CANBERRA - A subsidiary of Australia's Reserve Bank has been accused of bribing foreign central bank officials and offering to supply prostitutes in a bid to win contracts for its polymer banknotes.
The allegations were made on ABC television last night by a key witness in a long-running Federal Police investigation into the international operations of Securency, which provides the polymer base for high security paper currency.
Its products are used for all Australian banknotes and for the currencies of almost 30 other countries, including New Zealand, whose notes are printed by sister RBA company Note Printing Australia.
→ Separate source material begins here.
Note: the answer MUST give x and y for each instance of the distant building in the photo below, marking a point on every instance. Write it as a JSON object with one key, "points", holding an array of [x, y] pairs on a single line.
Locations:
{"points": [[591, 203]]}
The allegations have renewed calls by Greens Leader Bob Brown for an inquiry by the Senate economics committee, a proposal voted down by both main parties when it was raised last year.
"I call on Prime Minister Kevin Rudd and Opposition Leader Tony Abbott to stop blocking repeated Greens' moves for parliamentary scrutiny of these serious allegations," Brown said yesterday.
"The parliamentary cover-up by Canberra should end."
The Government said at the time of the earlier claims that the issue was one for the independent Reserve Bank, and yesterday declined comments on the allegations raised on the current affairs programme Four Corners last night after an investigation by the ABC and Melbourne's Age newspaper.
"Any allegation of bribery is serious and concerning, but there is a Federal Police investigation and it would be improper for me as a Government minister to comment while there's an investigation ongoing," Financial Services Minister Chris Bowen told Sky News.
Last year the Age reported that Securency had moved millions of dollars in commissions to bank accounts in offshore tax havens and other locations in its efforts to win international contracts for its polymer notes.
The company allegedly used suspect middlemen to secure deals in Asia, Africa and Latin America, several of whom had been involved in previous corruption scandals.
One had admitted reckless trading linked to fraud involved in the collapse of a large South African company, and another - who had also worked as an arms broker - had been dismissed by Note Printing Australia after an internal inquiry raised integrity concerns, the Age reported.
In last night's Four Corners programme, the Federal Police inquiry witness, a Securency employee, said he had been told by one of the company's middlemen that an Asian central bank governor was to be bribed.
A diary given by the witness to the Federal Police recorded the middleman as saying in 2007 that the "governor would be very happy if the commission [payment] was increased".
The witness also said that he had been told by a senior Securency manager to arrange an Asian prostitute for a visiting foreign central bank governor.
"[I was told that] next time that this official was in town that I was to procure him a bodyguard, and with raised eyebrows and a wink ... a particular type of bodyguard being an Asian woman," the witness said.
"He was suggesting I might like to procure a prostitute for one of the central bank officials on his visit to Melbourne." The witness said he had not provided a prostitute, but he believed other employees had.
A 2008 diary entry said that a consultant working in Asia for the overseas trade agency Austrade had told the witness that to win contracts Securency needed to hire someone to bribe officials, an allegation Austrade confirmed had been passed to the Australian ambassador in the country concerned, the Age reported.
Austrade said the report had never been brought specifically to its attention and that the agency had never endorsed bribery.
Malaysian Opposition Leader Anwar Ibrahim, and Nigerian central bank governor Lamido Sanusi, also told Four Corners that Canberra needed to reveal how far the bribery scandal reached.